The first hunting experience I shared with my husband was during an early river antlerless season. At the time we were only dating.

We had gotten permission to hunt a private pasture in Antelope County. We’d gone out prior to opening day and set up a ground blind on the side of a deep ravine. He made sure we had enough cover to stay hidden but also enough space for a clear shooting lane should a deer make its way through.

The river antlerless season in early October allows for hunters to take a doe, as long as they are within 3 miles of a river. It is a good way to get out before rifle season and enjoy much milder weather.

So the afternoon of opening day we made our way to the blind and got situated inside. Then began the wait. We passed the time by telling stories under our breath, while keeping our eyes peeled on the ravine bottom.

Every so often we would hear a rustle in the leaves only to discover a squirrel was scampering around. Eventually, movement caught our attention on the opposite side of the ravine. A flock of turkeys emerged over the crest and down to the bottom of the gully. They walked within 15 yards of our blind. Both of us held our breath as the group passed us by and disappeared over the hill.

I had never been that close to wildlife before and watching them in their natural habitat was a thrill.

With the turkeys gone, we got back to the business on hand: felling a deer. We had been hunkered down for a couple of hours, when finally something caught my eye. Off to the right of our blind and 40 yards off, I spotted a doe. At first he didn’t see it and almost thought I was pulling his leg.

Then the doe stepped out of the cover and he zeroed in. He had it in his sights and whispered, “I’m going to take it.”

I don’t know whose heart was racing more as he pulled the trigger. The shot thundered out and, for a second, everything was still as the doe dropped in its tracks.

We clambered out of the blind and made our way toward his prize. The deer was larger than we had first realized and the shot was perfect. I’m not sure I’ve ever seen a smile that wide as when he lifted that deer’s head so I could snap a few photos. With the excitement over, we set to the task of lugging the 150-pound carcass up the steep ravine bank for field dressing.

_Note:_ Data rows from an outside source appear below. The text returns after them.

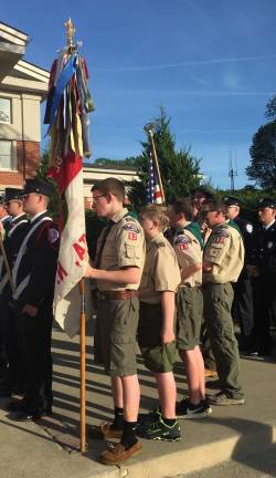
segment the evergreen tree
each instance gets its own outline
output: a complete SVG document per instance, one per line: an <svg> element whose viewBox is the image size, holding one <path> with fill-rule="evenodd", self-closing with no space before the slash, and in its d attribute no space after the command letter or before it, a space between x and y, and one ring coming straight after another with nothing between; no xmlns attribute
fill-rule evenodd
<svg viewBox="0 0 276 478"><path fill-rule="evenodd" d="M190 147L176 147L176 138L170 132L170 118L164 108L160 107L160 115L155 119L155 145L159 162L167 204L176 197L190 196L201 180L200 159L191 155ZM131 183L128 197L136 208L140 208L147 200L149 183L150 144L141 142L142 153L136 157L136 168L140 180Z"/></svg>
<svg viewBox="0 0 276 478"><path fill-rule="evenodd" d="M276 119L258 128L250 154L248 178L263 188L276 188Z"/></svg>

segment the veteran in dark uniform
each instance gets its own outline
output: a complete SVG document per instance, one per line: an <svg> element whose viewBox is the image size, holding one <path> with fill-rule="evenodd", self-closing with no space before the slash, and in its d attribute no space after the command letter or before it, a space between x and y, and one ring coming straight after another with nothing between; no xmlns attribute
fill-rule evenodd
<svg viewBox="0 0 276 478"><path fill-rule="evenodd" d="M247 270L253 280L254 328L252 353L270 355L270 321L276 321L276 201L264 198L258 204L259 227Z"/></svg>
<svg viewBox="0 0 276 478"><path fill-rule="evenodd" d="M246 269L253 248L253 225L240 217L241 200L233 196L223 198L227 206L227 218L234 221L242 233L245 249L244 267L236 282L233 282L234 300L232 305L233 318L241 326L240 349L250 346L250 339L254 323L252 282Z"/></svg>
<svg viewBox="0 0 276 478"><path fill-rule="evenodd" d="M240 380L240 356L231 308L232 282L236 282L244 264L243 238L237 226L226 218L226 206L206 200L202 211L212 228L203 253L204 319L216 361L221 392L210 402L214 405L242 405L244 393Z"/></svg>
<svg viewBox="0 0 276 478"><path fill-rule="evenodd" d="M11 221L9 231L6 233L3 241L9 271L6 264L3 264L0 274L0 297L2 302L1 322L3 325L3 344L8 361L6 384L1 389L1 395L9 396L11 393L23 391L24 385L22 354L20 353L19 340L15 331L15 316L11 303L12 289L9 274L11 273L20 245L28 228L28 218L23 211L22 189L6 188L4 197Z"/></svg>
<svg viewBox="0 0 276 478"><path fill-rule="evenodd" d="M50 414L52 407L51 334L53 293L60 232L47 212L53 186L40 178L26 179L24 211L30 225L12 268L12 294L24 351L25 396L10 409L17 420L31 420Z"/></svg>
<svg viewBox="0 0 276 478"><path fill-rule="evenodd" d="M89 429L98 438L120 438L100 460L116 465L138 455L136 437L139 383L136 363L136 332L139 319L138 288L145 261L145 237L138 220L124 207L125 187L107 178L92 188L93 207L108 219L97 246L94 267L86 277L98 288L95 349L112 377L115 417L113 424ZM100 356L102 355L102 356Z"/></svg>

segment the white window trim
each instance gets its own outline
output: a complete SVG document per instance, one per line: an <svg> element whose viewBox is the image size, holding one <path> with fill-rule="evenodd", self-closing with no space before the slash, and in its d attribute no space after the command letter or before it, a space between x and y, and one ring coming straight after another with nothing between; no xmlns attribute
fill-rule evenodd
<svg viewBox="0 0 276 478"><path fill-rule="evenodd" d="M9 141L11 143L11 163L13 168L0 168L0 173L18 173L18 144L15 141L0 138L1 141Z"/></svg>
<svg viewBox="0 0 276 478"><path fill-rule="evenodd" d="M9 122L3 122L3 121L0 119L0 124L11 125L12 124L12 98L11 97L7 97L7 96L2 96L0 94L0 100L6 100L6 101L9 101L9 103L10 103L10 121Z"/></svg>

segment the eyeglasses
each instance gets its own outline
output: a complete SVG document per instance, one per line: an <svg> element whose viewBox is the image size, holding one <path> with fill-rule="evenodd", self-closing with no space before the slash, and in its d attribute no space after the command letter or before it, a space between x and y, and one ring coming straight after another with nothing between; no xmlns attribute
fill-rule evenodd
<svg viewBox="0 0 276 478"><path fill-rule="evenodd" d="M93 200L93 201L94 201L94 200L97 200L99 197L104 197L104 196L106 196L106 195L93 196L92 200Z"/></svg>

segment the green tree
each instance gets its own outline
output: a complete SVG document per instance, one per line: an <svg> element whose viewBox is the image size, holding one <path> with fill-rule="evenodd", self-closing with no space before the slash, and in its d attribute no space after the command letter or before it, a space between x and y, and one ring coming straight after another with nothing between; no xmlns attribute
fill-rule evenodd
<svg viewBox="0 0 276 478"><path fill-rule="evenodd" d="M170 132L170 118L163 107L153 122L155 144L164 189L166 201L169 204L178 196L189 196L201 181L200 159L191 154L190 147L177 149L176 137ZM140 180L134 180L129 190L129 199L136 208L147 200L149 183L150 144L141 142L142 153L136 157L135 164Z"/></svg>
<svg viewBox="0 0 276 478"><path fill-rule="evenodd" d="M250 154L252 162L246 168L248 178L262 188L276 188L276 119L258 128L253 136Z"/></svg>
<svg viewBox="0 0 276 478"><path fill-rule="evenodd" d="M269 119L276 119L276 95L274 95L266 104L265 115Z"/></svg>

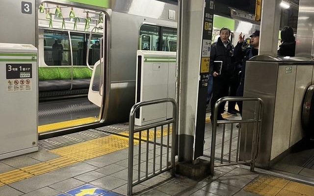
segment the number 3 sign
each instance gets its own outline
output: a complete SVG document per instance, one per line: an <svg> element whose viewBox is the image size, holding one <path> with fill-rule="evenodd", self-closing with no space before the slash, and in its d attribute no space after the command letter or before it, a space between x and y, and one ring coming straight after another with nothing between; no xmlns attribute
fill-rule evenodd
<svg viewBox="0 0 314 196"><path fill-rule="evenodd" d="M23 14L31 14L32 6L30 2L22 1L22 13Z"/></svg>

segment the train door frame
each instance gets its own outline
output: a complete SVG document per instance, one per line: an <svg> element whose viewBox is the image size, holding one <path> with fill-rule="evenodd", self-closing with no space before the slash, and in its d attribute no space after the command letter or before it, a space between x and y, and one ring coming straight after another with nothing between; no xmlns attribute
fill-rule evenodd
<svg viewBox="0 0 314 196"><path fill-rule="evenodd" d="M99 122L91 124L87 124L77 126L66 128L60 129L57 131L63 131L73 130L74 129L81 128L82 127L88 127L94 124L102 124L105 122L108 116L108 108L109 104L109 98L110 91L110 67L111 67L111 27L110 19L112 16L112 10L102 7L99 7L92 5L80 3L71 1L67 0L35 0L35 43L36 48L39 48L39 17L37 10L39 9L39 6L41 3L50 3L59 5L69 5L80 9L91 9L97 11L102 12L105 16L104 20L104 44L103 45L103 55L104 58L103 67L102 68L102 74L104 77L102 77L102 83L105 84L105 88L103 88L102 104L100 110ZM38 58L39 59L39 58ZM37 63L38 62L37 59ZM105 96L105 97L104 97ZM38 96L37 96L37 104L39 102ZM37 119L38 121L38 119ZM56 132L54 131L54 132Z"/></svg>

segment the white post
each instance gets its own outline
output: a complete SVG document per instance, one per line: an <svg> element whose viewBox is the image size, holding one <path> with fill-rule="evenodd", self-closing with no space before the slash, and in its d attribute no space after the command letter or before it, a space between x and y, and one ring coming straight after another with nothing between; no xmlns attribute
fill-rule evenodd
<svg viewBox="0 0 314 196"><path fill-rule="evenodd" d="M205 0L181 0L179 161L193 160Z"/></svg>
<svg viewBox="0 0 314 196"><path fill-rule="evenodd" d="M259 55L277 56L280 27L281 0L263 0Z"/></svg>

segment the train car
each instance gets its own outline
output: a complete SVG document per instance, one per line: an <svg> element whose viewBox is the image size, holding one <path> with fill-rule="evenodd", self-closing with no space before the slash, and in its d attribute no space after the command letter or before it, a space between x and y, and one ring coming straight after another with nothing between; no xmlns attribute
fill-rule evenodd
<svg viewBox="0 0 314 196"><path fill-rule="evenodd" d="M127 121L137 50L176 50L178 5L169 2L1 1L11 19L0 21L10 27L0 42L38 50L40 134Z"/></svg>

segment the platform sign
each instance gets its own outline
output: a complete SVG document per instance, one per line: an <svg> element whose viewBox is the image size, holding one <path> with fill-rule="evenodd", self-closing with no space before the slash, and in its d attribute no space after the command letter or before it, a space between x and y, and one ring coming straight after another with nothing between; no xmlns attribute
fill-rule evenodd
<svg viewBox="0 0 314 196"><path fill-rule="evenodd" d="M93 185L86 184L69 191L66 194L71 196L102 196L108 191Z"/></svg>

I have learned over the years that it doesn’t always come that easy. We have been on a number of very difficult hunts since then, but I will always remember how lucky we were that day. What made it memorable wasn’t just the good fortune of dropping a deer a few hours into the hunt on opening day, it was the entire experience. The way I see it, time spent in the great outdoors with good friends and family is always time well spent.